HOME COOKING: A WRITER IN THE KITCHEN
Perennial/Harper Collins, 1988
My Rating: A+
“One of the delights of life is eating with friends; second to that is TALKING about eating. And, for an unsurpassed double whammy, there is talking about eating WHILE you are eating with friends. People who like to cook like to talk about food. Plain old cooks (as opposed to the geniuses in fancy restaurants) tend to be friendly. After all, without one cook giving another cook a tip or two, human life might have died out a long time ago.”
Don’t you love the way Laurie Colwin said that? She and I are of the same mind. That quote above came from the first page in this charming book and it goes on from there. It actually gets even better. While reading the book I found myself talking back to her. Here’s an example:
“As everyone knows, there is only one way to fry chicken correctly. Unfortunately, most people think their method is best, but most people are wrong. Mine is the only right way, and on this subject I feel almost evangelical.”
Well, Laurie, you are correct – there is only one right way to fry chicken. Unfortunately, you are wrong about your way of doing it. My method of frying chicken is the one true method. Here’s a hint: use a cast iron skillet and really fresh chicken.
When it comes to making potato salad I will admit (modestly) that mine is superior to her’s.

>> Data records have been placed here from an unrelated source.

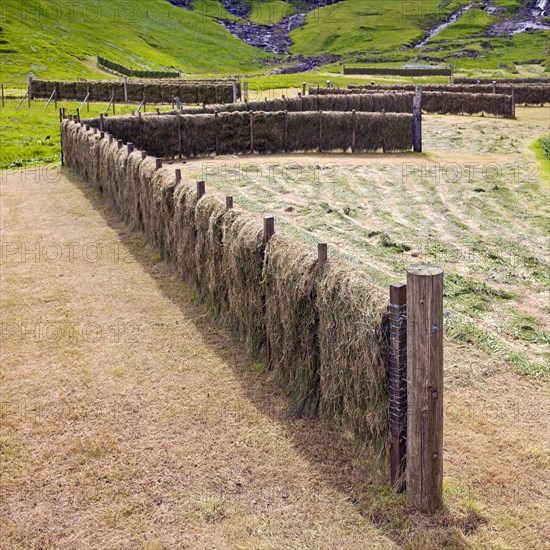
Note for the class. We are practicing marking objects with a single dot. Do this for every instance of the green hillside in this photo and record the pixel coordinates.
(57, 39)
(53, 38)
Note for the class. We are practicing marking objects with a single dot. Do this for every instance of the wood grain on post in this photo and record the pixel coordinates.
(397, 370)
(322, 253)
(353, 130)
(201, 189)
(251, 115)
(424, 471)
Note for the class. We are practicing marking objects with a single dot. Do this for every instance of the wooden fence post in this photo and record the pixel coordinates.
(269, 231)
(286, 132)
(397, 370)
(320, 131)
(180, 147)
(251, 116)
(417, 120)
(424, 470)
(353, 130)
(201, 189)
(322, 253)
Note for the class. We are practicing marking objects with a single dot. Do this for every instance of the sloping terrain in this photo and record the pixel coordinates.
(60, 40)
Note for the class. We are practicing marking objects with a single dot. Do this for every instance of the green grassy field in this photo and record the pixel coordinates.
(31, 136)
(476, 203)
(60, 40)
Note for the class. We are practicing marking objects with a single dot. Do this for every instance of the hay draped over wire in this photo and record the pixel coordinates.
(327, 326)
(272, 132)
(291, 320)
(243, 264)
(353, 343)
(155, 91)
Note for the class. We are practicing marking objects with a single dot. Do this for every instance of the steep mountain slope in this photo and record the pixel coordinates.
(60, 39)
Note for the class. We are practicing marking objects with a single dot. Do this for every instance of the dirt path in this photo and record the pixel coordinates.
(130, 419)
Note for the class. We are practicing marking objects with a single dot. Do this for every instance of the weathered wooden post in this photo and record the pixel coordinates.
(397, 370)
(201, 189)
(251, 116)
(417, 120)
(353, 130)
(269, 231)
(424, 470)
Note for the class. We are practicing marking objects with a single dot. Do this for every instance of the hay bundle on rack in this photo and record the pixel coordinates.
(188, 93)
(303, 131)
(152, 92)
(353, 343)
(398, 132)
(183, 233)
(210, 219)
(159, 135)
(243, 267)
(369, 132)
(269, 132)
(233, 133)
(336, 131)
(198, 134)
(291, 320)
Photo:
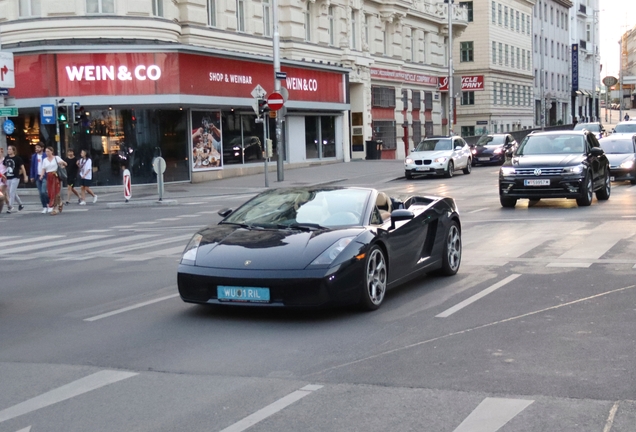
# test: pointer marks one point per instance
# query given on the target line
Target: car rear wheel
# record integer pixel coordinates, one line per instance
(468, 166)
(450, 169)
(604, 193)
(508, 202)
(452, 255)
(586, 192)
(376, 278)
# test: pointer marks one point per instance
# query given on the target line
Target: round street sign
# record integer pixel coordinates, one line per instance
(610, 81)
(275, 101)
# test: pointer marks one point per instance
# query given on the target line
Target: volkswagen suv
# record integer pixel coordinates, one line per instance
(559, 164)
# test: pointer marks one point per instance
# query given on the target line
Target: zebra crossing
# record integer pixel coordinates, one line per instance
(119, 246)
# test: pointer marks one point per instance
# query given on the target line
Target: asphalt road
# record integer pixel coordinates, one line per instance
(535, 333)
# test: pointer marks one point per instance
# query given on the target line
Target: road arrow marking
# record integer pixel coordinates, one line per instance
(492, 413)
(68, 391)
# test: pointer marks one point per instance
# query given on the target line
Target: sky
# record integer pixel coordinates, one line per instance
(615, 18)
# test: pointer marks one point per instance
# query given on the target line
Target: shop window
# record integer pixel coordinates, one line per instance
(468, 98)
(100, 6)
(383, 97)
(384, 132)
(157, 8)
(29, 8)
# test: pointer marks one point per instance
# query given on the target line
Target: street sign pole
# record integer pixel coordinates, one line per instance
(280, 149)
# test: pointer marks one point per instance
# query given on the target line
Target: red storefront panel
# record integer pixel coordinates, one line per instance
(117, 74)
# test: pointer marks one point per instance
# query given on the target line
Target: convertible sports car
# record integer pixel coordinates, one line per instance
(310, 247)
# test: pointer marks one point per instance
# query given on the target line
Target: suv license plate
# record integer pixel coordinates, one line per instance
(541, 182)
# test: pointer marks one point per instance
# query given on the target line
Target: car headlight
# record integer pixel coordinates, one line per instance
(332, 252)
(190, 253)
(574, 170)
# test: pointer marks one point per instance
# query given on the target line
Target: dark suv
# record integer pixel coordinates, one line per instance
(560, 164)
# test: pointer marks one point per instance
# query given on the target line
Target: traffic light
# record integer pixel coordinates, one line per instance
(262, 106)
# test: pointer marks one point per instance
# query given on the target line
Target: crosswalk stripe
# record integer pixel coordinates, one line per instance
(42, 246)
(99, 244)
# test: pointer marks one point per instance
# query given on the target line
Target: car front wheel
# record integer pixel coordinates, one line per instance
(376, 278)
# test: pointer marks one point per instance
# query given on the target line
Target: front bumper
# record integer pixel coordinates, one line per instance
(559, 187)
(287, 288)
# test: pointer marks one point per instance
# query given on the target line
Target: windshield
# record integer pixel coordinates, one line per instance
(435, 144)
(613, 146)
(592, 127)
(491, 140)
(283, 208)
(551, 144)
(625, 128)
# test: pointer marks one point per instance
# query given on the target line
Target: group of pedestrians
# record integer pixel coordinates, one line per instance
(45, 173)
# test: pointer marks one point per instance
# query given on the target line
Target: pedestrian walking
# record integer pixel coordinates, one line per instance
(86, 176)
(14, 169)
(34, 175)
(72, 170)
(48, 173)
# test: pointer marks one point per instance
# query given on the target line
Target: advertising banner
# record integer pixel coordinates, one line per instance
(207, 145)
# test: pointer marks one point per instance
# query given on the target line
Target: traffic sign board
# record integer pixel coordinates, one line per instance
(7, 74)
(8, 111)
(275, 101)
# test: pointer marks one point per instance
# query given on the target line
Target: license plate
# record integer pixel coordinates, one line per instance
(541, 182)
(242, 294)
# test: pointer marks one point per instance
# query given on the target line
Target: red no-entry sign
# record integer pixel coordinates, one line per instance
(275, 101)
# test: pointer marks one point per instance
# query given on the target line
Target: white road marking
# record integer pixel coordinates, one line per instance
(271, 409)
(459, 306)
(129, 308)
(492, 414)
(68, 391)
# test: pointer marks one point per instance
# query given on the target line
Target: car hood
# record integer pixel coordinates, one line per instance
(233, 247)
(430, 154)
(619, 158)
(531, 161)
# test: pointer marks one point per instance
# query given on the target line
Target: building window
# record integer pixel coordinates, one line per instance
(469, 8)
(354, 30)
(267, 18)
(383, 97)
(100, 6)
(466, 51)
(308, 22)
(212, 13)
(468, 98)
(30, 8)
(240, 15)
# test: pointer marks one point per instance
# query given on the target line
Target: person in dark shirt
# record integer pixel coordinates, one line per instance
(71, 172)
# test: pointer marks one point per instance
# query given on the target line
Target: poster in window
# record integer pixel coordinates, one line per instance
(207, 147)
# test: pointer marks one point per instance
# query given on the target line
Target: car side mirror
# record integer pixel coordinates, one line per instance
(225, 212)
(400, 215)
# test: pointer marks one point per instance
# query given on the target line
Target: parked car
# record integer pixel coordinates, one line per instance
(315, 246)
(440, 156)
(559, 164)
(596, 127)
(621, 153)
(494, 148)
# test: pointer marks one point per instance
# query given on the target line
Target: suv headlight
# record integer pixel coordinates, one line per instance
(579, 169)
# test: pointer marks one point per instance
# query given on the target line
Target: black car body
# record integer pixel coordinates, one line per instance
(310, 247)
(560, 164)
(621, 153)
(493, 149)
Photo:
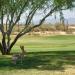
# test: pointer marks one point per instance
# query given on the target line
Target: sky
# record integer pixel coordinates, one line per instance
(69, 16)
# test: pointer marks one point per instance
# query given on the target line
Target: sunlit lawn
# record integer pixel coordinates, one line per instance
(46, 55)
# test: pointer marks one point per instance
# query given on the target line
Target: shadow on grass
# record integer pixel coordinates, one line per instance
(50, 60)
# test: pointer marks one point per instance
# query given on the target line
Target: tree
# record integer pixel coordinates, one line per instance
(12, 10)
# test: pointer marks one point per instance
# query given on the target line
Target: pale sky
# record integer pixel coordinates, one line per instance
(69, 15)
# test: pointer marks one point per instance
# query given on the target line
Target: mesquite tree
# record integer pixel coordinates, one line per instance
(12, 10)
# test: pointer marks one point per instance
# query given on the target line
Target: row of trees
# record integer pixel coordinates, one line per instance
(12, 10)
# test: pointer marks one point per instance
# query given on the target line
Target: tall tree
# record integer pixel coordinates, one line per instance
(12, 10)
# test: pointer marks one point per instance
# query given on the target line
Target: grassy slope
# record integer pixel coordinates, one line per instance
(46, 43)
(47, 55)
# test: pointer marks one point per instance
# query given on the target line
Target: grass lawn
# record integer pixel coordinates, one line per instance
(46, 55)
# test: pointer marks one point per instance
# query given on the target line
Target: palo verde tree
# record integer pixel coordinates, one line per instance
(12, 10)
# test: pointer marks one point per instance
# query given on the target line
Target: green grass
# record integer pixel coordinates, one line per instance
(46, 43)
(46, 55)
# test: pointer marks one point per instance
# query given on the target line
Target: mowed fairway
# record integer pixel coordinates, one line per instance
(46, 55)
(46, 43)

But on this subject Laurie and I agree: a good potato salad allows for lots of experimentation and we agree it’s good to make it all year round.
“When I was young, potato salad was considered summer food. My mother made her mother’s version, which included chopped celery and catsup in the dressing. It was known as pink potato salad and was served at picnics and barbeques as an accompaniment to fried or grilled chicken.”
The book is organized into thirty-three “chats” about a variety of food subjects. In addition to frying chicken and potato salad, she tackles these subjects (this is a sample):
- Bread Baking Without Agony
- How to Disguise Vegetables
- Feeding the Multitudes
- Kitchen Horrors
- How to Give a Party
This is not a cookbook with traditional recipes. Laurie tells you how to make a dish and gives examples of things she has done. The most hilarious are the things she’s done wrong. Her tone is strictly conversational – just as if you are sitting in her kitchen talking about food.
I’d like to thank Belle (Ms. Bookish) for recommending this book to me. It completes my Spice of Life Challenge. As you can tell from my rating above, I really liked this book. I borrowed a copy from the library but I plan to buy a copy for my own food book collection. I liked it that much. Laurie Colwin also wrote More Home Cooking and numerous novels, short stories and featured articles in major magazines before her untimely death. I’ve challenged myself to read more of her works in 2010.
This food-related post is a part of Beth Fish Read’ Weekend Cooking.